展示で一番気に入ったのがダヴィッド・クレルボの「幸福なモーメントの諸断面」。
ある広場にボール遊びをする子どもとその家族がいる。その瞬間を数百枚のカメラが捉え、その静止画をスライドショーにしている。
空中に静止するボールを見つめる子どものアップ、ロング、その子どもに寄り添う老人をあらゆる角度から。その家族とは無関係に行き過ぎる人の表情も。
その瞬間を撮るために何個のカメラを用意したのだろうか。
瞬間を切り取るのがカメラとは昔から言われているが、ここまで徹底してそれを実現したことは無かったのではないか。
すでに極めつくされたと言われている写真と映像の試みに、まだ手がけられてないことがあるという事実を目のあたりにさせられた。

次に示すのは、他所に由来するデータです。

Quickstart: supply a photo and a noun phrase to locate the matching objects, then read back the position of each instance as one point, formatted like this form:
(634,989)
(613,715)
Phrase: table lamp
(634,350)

そして、その取り組みがきわめて美しい作品となって結実している。
黒坂圭太のアニメーション「緑子」のプレビュー映像とスケッチがあったが、これはかなりそそられた。手描きでコツコツと作ってきた映像。自由なイマジネーションがわくわくさせる。
映像上映があったらしいのだが、終わっていて残念。夏に公開されるようなので必須チェック。

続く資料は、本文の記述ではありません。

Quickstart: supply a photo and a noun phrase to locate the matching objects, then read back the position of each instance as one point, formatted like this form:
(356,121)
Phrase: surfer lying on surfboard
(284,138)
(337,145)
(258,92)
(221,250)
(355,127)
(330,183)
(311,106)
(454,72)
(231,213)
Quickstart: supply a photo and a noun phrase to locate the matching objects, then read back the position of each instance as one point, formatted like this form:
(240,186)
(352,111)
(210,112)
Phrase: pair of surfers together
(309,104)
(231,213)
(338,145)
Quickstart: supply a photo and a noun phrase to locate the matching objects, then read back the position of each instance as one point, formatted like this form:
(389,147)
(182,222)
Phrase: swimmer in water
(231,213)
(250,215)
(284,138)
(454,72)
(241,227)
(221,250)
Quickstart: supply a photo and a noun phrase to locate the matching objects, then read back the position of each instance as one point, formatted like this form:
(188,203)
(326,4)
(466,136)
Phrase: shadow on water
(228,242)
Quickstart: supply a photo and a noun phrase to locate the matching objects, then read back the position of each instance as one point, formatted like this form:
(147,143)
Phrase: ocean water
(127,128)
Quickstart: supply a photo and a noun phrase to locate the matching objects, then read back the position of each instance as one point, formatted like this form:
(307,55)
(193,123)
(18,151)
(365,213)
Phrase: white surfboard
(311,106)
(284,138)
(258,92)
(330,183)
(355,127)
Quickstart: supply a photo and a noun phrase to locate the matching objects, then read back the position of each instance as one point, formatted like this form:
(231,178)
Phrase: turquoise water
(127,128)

スーパーフレックスのマクドナルド水浸しも面白かったが、ハリウッドの大規模セット映像制作からすればこの程度は珍しくないのだろうか。映像を見ながら、不景気で空いたスタジオを活用していっちょ現代アートでもやってみるかと画策する映画業界人のことを空想した。
ツァオ・フェイの作品で久しぶりにセカンドライフを見た。話題になっていた当時から寂しいと思っていたが、今日ではもっと寒々としている。誰かセカンドライフの廃墟ツアーを企画しないだろうか。
作品は未だにバーチャル空間と人間の空虚感を描いていて、驚くくらい遅れている。
展示の全体を見て思ったことは4Kプロジェクタが一般的になったということ。横浜映像祭のときはこれの分配で物議を呼んだらしいが、今日では手軽になったのだろうか。おかげでいずれの展示でも高精細な映像が楽しめた。
あと、展示空間にもアナウンスメントが入るのはいかがなものか。「カルガリ博士」に浸っているときに「ご来場のお客様にお知らせ…」というのが入るのは鑑賞の邪魔になることいちじるしい。